I was exhausted, and I almost fell asleep on her couch. When I left, she walked me out to the car. She may have leaned in for a kiss as we went to hug goodnight, but I was a bit out of it, and didn’t really notice. As I got in my car, she asked me to call her when I got home to make sure I got home OK.

Is that socially acceptable? It was just a first date. A good first date, but a first date nonetheless. Do people who are casually dating do things like call late at night make sure you got home ok?

So this girl called me. That’s great! I like it when a girl shows some initiative. I called her back, but I’ve been so busy lately, that I didn’t really have time to talk. I promised her I’d caller her back and make date sometime this weekend. Sounds good?

rispost Freak talks about sex

February 5th, 2005

I was rather freaked out today when I got an text message on my phone from a girl I broke up with back over 6 months ago.

She wrote: “Wish you were inside me.”

I think I may learn how to get a restraining order.

rispost She’s not quite the girl next door.

February 1st, 2005

I met this completely gorgeous and awesome girl about a month back. And like most relationship in my she has 1 small fatal flaw. She lives on the other side of the continent in another country. That’s like 3,500 miles away yo!.

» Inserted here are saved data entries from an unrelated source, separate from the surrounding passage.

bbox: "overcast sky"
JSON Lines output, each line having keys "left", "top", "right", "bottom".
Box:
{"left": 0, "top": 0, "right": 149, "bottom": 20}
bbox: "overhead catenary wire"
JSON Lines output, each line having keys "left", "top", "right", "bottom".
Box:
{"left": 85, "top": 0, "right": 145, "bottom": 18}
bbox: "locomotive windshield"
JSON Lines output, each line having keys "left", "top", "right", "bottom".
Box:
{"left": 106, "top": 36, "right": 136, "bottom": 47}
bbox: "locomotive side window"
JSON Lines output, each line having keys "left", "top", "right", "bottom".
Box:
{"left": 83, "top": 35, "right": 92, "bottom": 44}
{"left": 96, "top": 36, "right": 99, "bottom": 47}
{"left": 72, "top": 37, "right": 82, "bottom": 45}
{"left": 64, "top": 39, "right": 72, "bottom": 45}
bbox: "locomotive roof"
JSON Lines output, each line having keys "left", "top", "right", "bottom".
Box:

My younger cousin told me that a couple of her friends remember me from a visit many many years back, and they were apparently joking about how cute I was and which one of them could win my affection, or something like that. I guess my cousin was trying not to tell me too much due to some secret code of sisterhood.

I met one of the girls, and she was amazing. We had a great chat over coffee and while we wondered around the local video store. Overall a nice interaction, and I don’t think she noticed the few times when I stumbled over myself. I was going back home the next day, and we parted ways with hopes of maybe meeting again someday or possibly coming out to visit me.

I figure the only way I could ever make anything manifest out of all this was to follow through. I vowed to either write her an email about once a week or just drop the whole thing. Apparently my first 2 attempts at making contact failed. A technical glitch!?! My free e-mail provider screwed something up, and I lost about a week’s worth of e-mail. IMPORTANT e-mail! I switched to a more reliable and commercial provider.

Yesterday I thought I’d give it one more try. I sent a real short and simple email to her, not expecting to hear back. I had to try, right? I heard back from here this morning! I doubt anything will come of this all, but she seems really awesome, and I really want to get to know her, and hopefully spend some time with her.